Avoiding Legal Pitfalls Through Savvy Data Governance
Visual approaches that rely on dashboards, graphics, and data mapping, in addition to reporting tools, are helpful for contextualizing information about data access. Subsequently, IT teams and data governance personnel can conduct audits to gauge adherence to rules—and even devise ways to improve controls or security procedures. By centralizing governance as a means of accounting for the growing distributed nature of the contemporary data landscape, vendors in this space provide a crucial advantage to organizations across verticals. “There is still a need for incorporating manually authored rules in the context of data governance,” Kamien said. “Plus, you get transparency and accountability with them, and you need to be able to audit.”
Governing Language Models
The adoption of language models for applications of RAG and other forms of generative AI hinges on the ability to govern the information used in training the models. There are numerous ways governance solutions can enable this. In some instances, self-governing language models monitor the traffic going to and emitting from them. According to Kamien, some vendors allow organizations to “simply upload a plain text English document describing your policies and they will turn that into enforcement rules that their system will check.”

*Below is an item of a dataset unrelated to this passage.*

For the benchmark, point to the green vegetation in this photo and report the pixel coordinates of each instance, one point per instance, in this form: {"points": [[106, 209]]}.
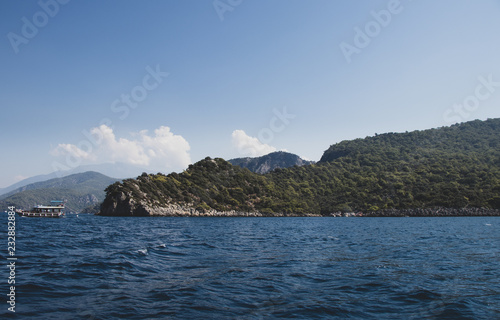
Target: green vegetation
{"points": [[452, 167]]}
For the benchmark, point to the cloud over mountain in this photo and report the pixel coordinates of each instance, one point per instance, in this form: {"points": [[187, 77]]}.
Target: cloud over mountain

Other solutions integrate with frameworks for accessing language models and apply controls to users’ prompts and the model’s output in real time to deny requests or hide sensitive information. Vogt described an architecture in which governance solutions are embedded in indices for vector databases utilized for RAG applications. “If it’s emails, we can classify the email dataset for the RAG as these chunks being sensitive or regulatory concerned,” Vogt explained. “Then, based on people’s attributes, whether or not they have access to public data, non-public data, regulatory data, or something else, we’ve categorized the row in the index and the response would get filtered based on the policy.”
At the Forefront
Data governance will likely remain at the forefront of enterprise initiatives and practices for accessing, modifying, and sharing knowledge within and between organizations. Its numerous capabilities are designed to allow organizations to engage in these practices safely, compliantly, and, most of all, legally to maximize the gains yielded from collected, curated enterprise knowledge.